Conséquence de la grève des marins
de la Société nationale Corse
Méditerranée, arrivé au port de
Marseille, un navire algérien a été contraint
de faire débarquer ses passagers
dans un autre port.
Transportant 630
passagers et 300 véhicules, ce bateau
de la compagnie nationale algérienne
« El Djazaïr » a été dérouté mardi
soir, vers le port voisin de Toulon,
suite à la fermeture des accès du
port de Marseille. A noter que
l’ENTMV a transporté à sa charge
les passagers du port de Marseille
à celui de Toulon pour embarquer
aujourd’hui, jeudi, sur le même navire
à destination d’Oran, précise-t-on
de même source.
En grève depuis le 31 janvier, les
marins du syndicat CGT de la SNCM, (compagnie maritime de transport
entre la Corse et le continent) bloque
depuis mardi les accès au port de
Marseille à l’aide d’embarcations.
Depuis plus de cinq semaines, cinq
bateaux de la SNCM sont bloqués à
quai, à Marseille et à Bastia (Corse).
Les grévistes de la SNCM ont bloqué
l’entrée du port de Marseille et tous
les accès ont été barrés au moyen
d’embarcations de sauvetage, empêchant
ainsi les navires d’accéder au
port phocéen. « Quatre navires
de marchandises sont en rade parce
qu’ils ne peuvent pas entrer, et cinq
autres ne peuvent pas en sortir »,
selon les déclarations d’une porteparole
du port rapportées par l’AFP.
Le débrayage a été lancé par le syndicat
CGT de la SNCM suite à la décision
des autorités niçoises de réduire
la flotte à 9 navires, contre 10 auparavant
et par conséquent la diminution
du nombre des rotations entre
Nice (sud-est) et la Corse dans le but
de limiter les nuisances supportées par
les riverains du port situé au centreville.

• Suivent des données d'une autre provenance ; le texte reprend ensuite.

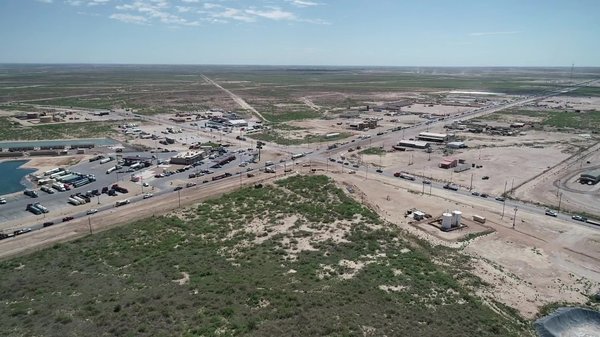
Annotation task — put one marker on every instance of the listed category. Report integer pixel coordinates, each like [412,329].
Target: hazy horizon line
[294,65]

La CGT, qui y voit une volonté
de démanteler la société, a été contrainte
de retirer l’un des deux bateaux,
habituellement positionnés à
Nice (un navire à grande vitesse).
Malgré le fait que la direction ait décidé
d’augmenter le nombre de traversées
à Marseille pour compenser
cette réorganisation et sauvegarder
l’emploi, la CGT et le Syndicat
autonome des marins de la
marine marchande (SAMM) dénoncent
la diminution de la flotte, estimant
que les accords d’entreprise
ne sont pas respectés. Les syndicats
appellent les pouvoirs publics
à intervenir.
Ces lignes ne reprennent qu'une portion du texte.